0

I'm trying to read a txt file (comma delimiter) into a CSV using csv.reader(). But because my delimiter (,) is sometimes inside the object/item the whole 'row' of read items get's shifted.

Example:

input.txt:

Stevenson Corp, 123 Main St, 3 employees\n
Johnson Inc, 456 Main St, 5 employees\n

would result in CSV columnized as:

Stevenson Corp | 123 Main St | 3 employees
Jonson Inc | 456 Main St | 5 employees

However, the issue arises if I have my input.txt file has (,) inside the items being delimitered, example:

input_bad.txt:

Stevenson Corp, 123 Main St, 3 employees\n
Johnson, Inc, 456 Main St, 5 employees\n #notice the comma before Inc

would result in in an incorrect CSV columnized as:

Stevenson Corp | 123 Main St | 3 employees #3 columns 
Jonson | Inc | 456 Main St | 5 employees #4 columns (issue)

I can't think of any solution to keep the Jonson, Inc together not split by the "," delimiter.

My code opens the txt file and csv as such:

inputfile = open(os.path.join(somelocation, somefile.txt), "r", encoding="utf-8", errors="replace")

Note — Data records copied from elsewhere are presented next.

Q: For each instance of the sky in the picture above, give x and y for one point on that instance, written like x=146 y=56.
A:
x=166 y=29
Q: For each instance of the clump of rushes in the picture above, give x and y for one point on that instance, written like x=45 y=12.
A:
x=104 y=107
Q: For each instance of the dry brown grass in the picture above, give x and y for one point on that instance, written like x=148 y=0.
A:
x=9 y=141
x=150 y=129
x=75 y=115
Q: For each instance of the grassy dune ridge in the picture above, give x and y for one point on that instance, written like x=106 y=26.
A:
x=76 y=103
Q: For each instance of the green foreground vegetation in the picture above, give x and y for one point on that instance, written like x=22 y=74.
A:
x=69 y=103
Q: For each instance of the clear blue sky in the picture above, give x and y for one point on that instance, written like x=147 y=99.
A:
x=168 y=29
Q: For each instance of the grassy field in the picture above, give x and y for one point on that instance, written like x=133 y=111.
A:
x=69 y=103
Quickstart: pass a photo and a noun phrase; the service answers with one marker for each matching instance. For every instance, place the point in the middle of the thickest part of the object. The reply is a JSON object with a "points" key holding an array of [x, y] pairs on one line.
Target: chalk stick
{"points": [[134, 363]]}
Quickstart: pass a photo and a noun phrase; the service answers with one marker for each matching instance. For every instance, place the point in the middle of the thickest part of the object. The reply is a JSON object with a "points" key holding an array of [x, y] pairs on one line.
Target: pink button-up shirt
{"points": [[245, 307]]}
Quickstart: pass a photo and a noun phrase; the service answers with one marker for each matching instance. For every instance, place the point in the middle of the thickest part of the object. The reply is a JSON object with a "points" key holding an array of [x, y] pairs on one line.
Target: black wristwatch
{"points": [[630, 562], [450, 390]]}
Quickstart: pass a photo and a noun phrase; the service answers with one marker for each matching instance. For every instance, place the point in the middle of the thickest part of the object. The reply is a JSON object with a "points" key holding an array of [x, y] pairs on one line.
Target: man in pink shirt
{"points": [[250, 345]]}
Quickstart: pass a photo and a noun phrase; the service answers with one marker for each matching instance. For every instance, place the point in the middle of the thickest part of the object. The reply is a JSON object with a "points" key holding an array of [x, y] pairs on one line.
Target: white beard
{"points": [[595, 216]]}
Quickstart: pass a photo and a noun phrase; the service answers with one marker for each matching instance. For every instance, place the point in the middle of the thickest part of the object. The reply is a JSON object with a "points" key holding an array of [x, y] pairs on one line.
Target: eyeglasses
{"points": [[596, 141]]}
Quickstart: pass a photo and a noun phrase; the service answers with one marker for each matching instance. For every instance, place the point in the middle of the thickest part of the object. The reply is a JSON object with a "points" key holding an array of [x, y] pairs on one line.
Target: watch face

csv_data = csv.reader(inputfile, delimiter = ",")

Please help.

davidhoff22
  • 13
  • 1
  • 4
  • 3
    You have an invalid CSV file. The string should have been enclosed in double quotes (`"`) if it contains the delimiter character. See [this question](https://stackoverflow.com/questions/3475856/write-text-with-comma-into-a-cell-in-csv-file-using-python). – Selcuk Oct 10 '18 at 05:24
  • The whole purpose of a separator is that your csv is correctly formatted for it to be read. If it isn't then i'd suggest you do some pre-processing before reading it as a csv. – jar Oct 10 '18 at 05:29

1 Answers1

1

Best approach would be to go back and change the delimiter in your file from , to something more sensible but if that's not an option so you can do something like this as a workaround:

import csv
with open(os.path.join(somelocation, somefile.txt), "r", encoding="utf-8", errors="replace") as inputfile:
    spamreader = csv.reader(inputfile, delimiter='¬')
    for row in spamreader:
        new_row = row.rsplit(",", 2)
        print("|".join(new_row))

This uses a delimer not seen in your text so doesn't split any lines (so you could do the reading with inputfile.readlines() instead), then it uses rsplit to split on the two rightmost commas to create the columns

Sven Harris
  • 2,884
  • 1
  • 10
  • 20